STEP 5: PREVENT RECURRENCE (within 1 week)
  ├── Implement content-aware TTLs (pricing: 15 min max)
  ├── Add event-driven cache invalidation on DynamoDB price updates
  ├── Add staleness warning for cached pricing responses
  └── Add automated price-accuracy check for cached entries

Resolution

  1. Content-aware TTLs — Pricing: 15 minutes, Availability: 5 minutes, Recommendations: 4 hours, FAQ: 7 days
  2. DynamoDB Streams cache invalidation — When prices update in DynamoDB, a Lambda function invalidates all cache entries referencing those product IDs
  3. Staleness disclaimer — When serving cached pricing data, append: "Prices shown may not reflect the latest updates. Please verify at checkout."
  4. Cache validation job — Hourly Lambda that samples 100 cached pricing entries and validates against DynamoDB
  5. Sale end cache flush — Automated cache flush for all pricing entries when a sale period ends

Prevention

Prevention Measure Implementation Priority
Content-aware TTLs Modify cache layer to use CATEGORY_TTL map P0
DynamoDB Streams invalidation Lambda triggered by DynamoDB Streams on price changes P0
Staleness disclaimer on prices Append warning when serving cached pricing data P0
Sale-end cache flush automation EventBridge rule triggers cache flush at sale end time P1
Hourly price accuracy validation Lambda samples and validates cached pricing entries P1
Cache entry product_id tracking Store product_ids in cache entry metadata for targeted invalidation P2

Exam Angle

What the AIP-C01 exam tests here: - Understanding of caching strategies and their trade-offs in FM applications - The concept of graceful degradation and when cached responses are appropriate vs. dangerous - Event-driven architectures (DynamoDB Streams) for cache invalidation - The importance of content-type awareness in FM response caching

Key concept: Not all FM responses are equal.

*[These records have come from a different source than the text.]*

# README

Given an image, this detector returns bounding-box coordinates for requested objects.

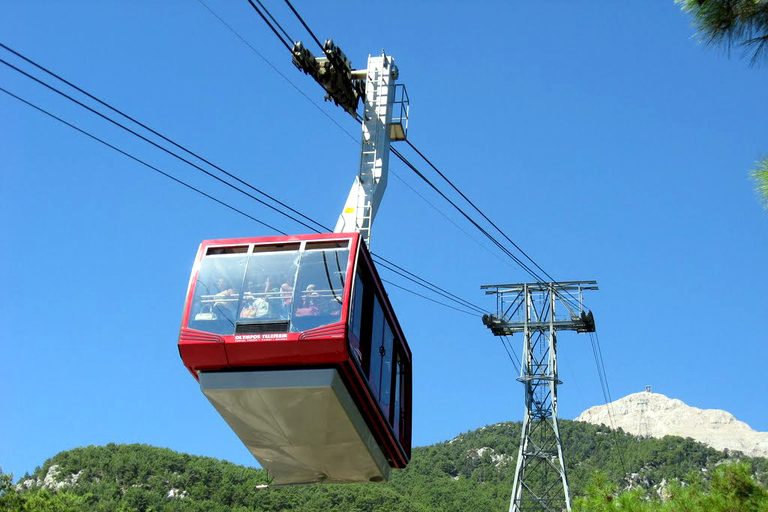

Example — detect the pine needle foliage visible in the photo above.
[752,157,768,210]
[675,0,768,65]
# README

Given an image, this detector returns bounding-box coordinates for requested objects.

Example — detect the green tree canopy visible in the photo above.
[676,0,768,64]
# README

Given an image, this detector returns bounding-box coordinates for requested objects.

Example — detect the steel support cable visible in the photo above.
[382,279,477,317]
[231,0,577,307]
[0,86,286,235]
[0,43,330,231]
[0,54,320,233]
[0,52,486,322]
[0,44,498,318]
[390,148,544,282]
[589,332,627,474]
[250,0,296,43]
[218,0,516,272]
[248,0,293,54]
[372,254,488,314]
[405,140,576,307]
[0,52,486,313]
[499,336,523,374]
[282,0,324,52]
[405,140,555,290]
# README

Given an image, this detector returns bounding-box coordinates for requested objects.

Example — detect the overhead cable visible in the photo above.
[0,86,287,235]
[0,50,320,233]
[0,43,330,231]
[248,0,293,53]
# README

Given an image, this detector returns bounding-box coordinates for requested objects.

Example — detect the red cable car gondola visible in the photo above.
[179,233,411,484]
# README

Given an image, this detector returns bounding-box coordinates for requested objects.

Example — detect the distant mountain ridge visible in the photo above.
[7,420,768,512]
[576,391,768,457]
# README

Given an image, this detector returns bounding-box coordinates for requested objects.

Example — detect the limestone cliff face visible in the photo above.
[576,392,768,457]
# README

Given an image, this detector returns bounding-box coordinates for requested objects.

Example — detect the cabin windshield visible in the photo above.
[188,240,349,335]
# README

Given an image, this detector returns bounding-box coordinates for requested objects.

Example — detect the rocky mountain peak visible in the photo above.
[576,391,768,457]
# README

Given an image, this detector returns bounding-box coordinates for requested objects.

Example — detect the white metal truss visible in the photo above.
[333,53,398,246]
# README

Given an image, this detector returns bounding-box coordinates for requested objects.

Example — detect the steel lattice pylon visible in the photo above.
[482,281,597,512]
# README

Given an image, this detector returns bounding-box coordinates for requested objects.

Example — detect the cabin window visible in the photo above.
[379,322,394,423]
[368,297,384,401]
[237,243,300,322]
[291,242,349,332]
[392,354,403,443]
[349,274,365,364]
[189,248,248,334]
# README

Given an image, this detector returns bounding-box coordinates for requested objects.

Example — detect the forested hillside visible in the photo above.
[0,421,768,512]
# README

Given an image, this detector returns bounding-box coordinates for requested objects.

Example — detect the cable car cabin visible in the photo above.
[179,233,411,484]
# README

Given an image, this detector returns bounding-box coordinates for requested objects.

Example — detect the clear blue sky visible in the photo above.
[0,0,768,476]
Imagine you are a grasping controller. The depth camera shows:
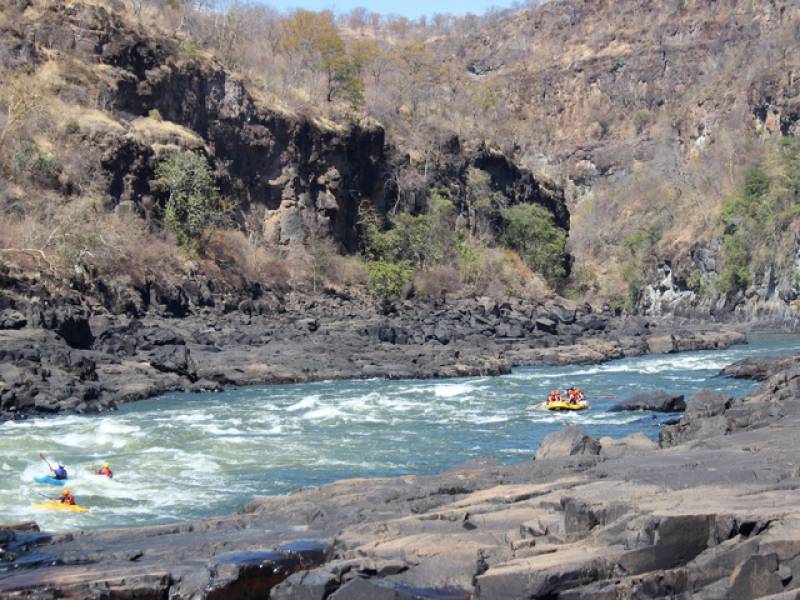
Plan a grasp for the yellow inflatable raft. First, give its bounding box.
[33,500,89,512]
[544,400,589,410]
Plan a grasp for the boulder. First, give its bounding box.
[686,390,733,417]
[150,346,197,380]
[536,317,558,334]
[0,309,28,329]
[609,392,686,412]
[205,550,301,600]
[719,355,800,381]
[549,298,578,325]
[728,554,783,598]
[535,425,601,460]
[330,579,471,600]
[600,432,658,458]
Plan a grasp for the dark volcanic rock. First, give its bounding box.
[150,346,197,381]
[719,356,800,381]
[0,308,28,329]
[0,360,800,600]
[609,392,686,412]
[536,425,600,460]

A cached recommendation from 4 hours ago is still useful, but a cached price from 4 hours ago could be financially harmful. Content-aware caching ensures that time-sensitive data (prices, availability) has much shorter TTLs than stable data (FAQs, general information).

Key Takeaway

Cache-based fallback must be content-aware — a stale manga recommendation is harmless, but a stale price can cost real money and erode customer trust.


Scenario 4: X-Ray Sampling Missing Critical Error Traces

Situation

Date: Tuesday, 2:45 PM JST Trigger: Bedrock introduced a new error response format that the MangaAssist error handler did not recognize

At 2:45 PM, Bedrock began returning a new error format for a specific edge case (malformed multi-modal content in the request). The MangaAssist error handler treated this as a generic ClientError rather than a retryable ValidationException, causing it to fail fast without retry and return a raw error message to users.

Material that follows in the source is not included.